La question pourrait se poser de la compatibilité entre l’exigence d’immédiateté de la rupture pour motif grave et le délai de trois jours prévu à l’article 35 de la loi du 3 juillet 1978 donnant à l’employeur un délai de trois jours ouvrables pour licencier.

Confirmant les règles retenues en doctrine et en jurisprudence sur la question, la cour du travail confirme qu’il s’agit de deux questions distinctes. Elle n’aborde d’ailleurs pas la question du délai en cause.

La discussion porte en effet sur un des éléments constitutifs du motif, étant que celui-ci doit impliquer un fait fautif, propre au travailleur, qui est grave, et ce à un point tel qu’il ne permet plus la poursuite de la collaboration professionnelle. Cette impossibilité est avérée dès lors que ont établis deux éléments : l’impossibilité de poursuivre doit être définitive (étant que si elle devait être plus difficile ou plus délicate, elle ne remplirait pas la condition d’impossibilité totale, absolue) et immédiate (c’est-à-dire qu’elle implique l’écartement du travailleur de ses fonctions sur le champ). Il est d’ailleurs souvent fait référence à ce mode de rupture comme une rupture sur le champ, sans préavis ni indemnité.

Il en découle que si l’employeur permet la poursuite de la prestation de travail, même temporaire, il n’y a pas écartement des fonctions dès que la rupture est dénoncée.

L’on notera à cet égard que si le délai de l’article 35, al. 2) de la loi vise le laps de temps laissé à l’employeur entre le moment où il a eu la connaissance certaine des faits imputés à motif grave et leur dénonciation comme motif de licenciement immédiat, l’exigence d’immédiateté de la poursuite de la relation de travail porte sur le délai entre le moment où l’employeur a posé l’acte de licenciement et celui où le travailleur a été écarté de ses fonctions.

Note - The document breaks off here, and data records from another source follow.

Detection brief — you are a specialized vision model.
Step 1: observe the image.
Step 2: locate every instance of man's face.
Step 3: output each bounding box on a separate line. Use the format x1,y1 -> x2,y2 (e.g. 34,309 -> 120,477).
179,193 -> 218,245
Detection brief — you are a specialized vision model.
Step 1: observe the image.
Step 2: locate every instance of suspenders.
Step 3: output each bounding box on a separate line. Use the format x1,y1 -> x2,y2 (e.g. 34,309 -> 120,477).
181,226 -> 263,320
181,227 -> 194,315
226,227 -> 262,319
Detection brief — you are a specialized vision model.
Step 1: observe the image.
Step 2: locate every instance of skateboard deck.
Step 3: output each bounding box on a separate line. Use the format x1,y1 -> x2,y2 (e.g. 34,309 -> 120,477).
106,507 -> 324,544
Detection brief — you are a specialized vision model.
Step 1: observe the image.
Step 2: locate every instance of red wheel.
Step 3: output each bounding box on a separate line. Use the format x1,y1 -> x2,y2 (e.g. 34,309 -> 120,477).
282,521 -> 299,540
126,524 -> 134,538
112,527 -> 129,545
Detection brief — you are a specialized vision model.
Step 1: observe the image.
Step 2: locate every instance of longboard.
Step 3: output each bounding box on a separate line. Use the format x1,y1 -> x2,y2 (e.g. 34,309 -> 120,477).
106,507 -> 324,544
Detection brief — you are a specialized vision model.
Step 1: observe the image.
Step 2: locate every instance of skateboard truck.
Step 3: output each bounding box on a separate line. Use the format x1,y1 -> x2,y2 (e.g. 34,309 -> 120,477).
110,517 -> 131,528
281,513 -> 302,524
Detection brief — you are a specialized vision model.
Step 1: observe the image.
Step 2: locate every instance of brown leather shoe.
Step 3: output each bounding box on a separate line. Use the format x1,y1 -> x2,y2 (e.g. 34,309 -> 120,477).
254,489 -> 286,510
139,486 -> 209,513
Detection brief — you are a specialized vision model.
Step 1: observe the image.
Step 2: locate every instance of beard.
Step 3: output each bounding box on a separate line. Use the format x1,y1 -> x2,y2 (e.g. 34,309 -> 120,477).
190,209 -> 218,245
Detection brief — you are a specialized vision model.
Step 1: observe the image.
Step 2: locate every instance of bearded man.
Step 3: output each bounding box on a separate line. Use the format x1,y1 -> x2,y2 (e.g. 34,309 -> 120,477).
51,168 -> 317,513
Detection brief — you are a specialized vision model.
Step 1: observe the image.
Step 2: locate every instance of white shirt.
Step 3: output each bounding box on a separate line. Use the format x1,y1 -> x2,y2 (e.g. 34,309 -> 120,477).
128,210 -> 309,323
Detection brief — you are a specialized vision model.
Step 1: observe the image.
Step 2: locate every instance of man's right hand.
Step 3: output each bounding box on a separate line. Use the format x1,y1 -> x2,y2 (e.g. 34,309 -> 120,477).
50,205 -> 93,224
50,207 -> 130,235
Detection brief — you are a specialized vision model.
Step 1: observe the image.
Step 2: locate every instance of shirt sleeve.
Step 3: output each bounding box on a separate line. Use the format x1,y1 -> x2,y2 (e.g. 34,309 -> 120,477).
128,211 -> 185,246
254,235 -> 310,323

Rappelons enfin que la loi du 18 juillet 1985 (loi modifiant la loi du 3 juillet 1978 relative aux contrats de travail) a ajouté à l’article 35 un alinéa 5) selon lequel la partie qui invoque le motif grave doit prouver la réalité de ce dernier ; elle doit également fournir la preuve qu’elle a respecté les délais prévus aux alinéas 3 et 4).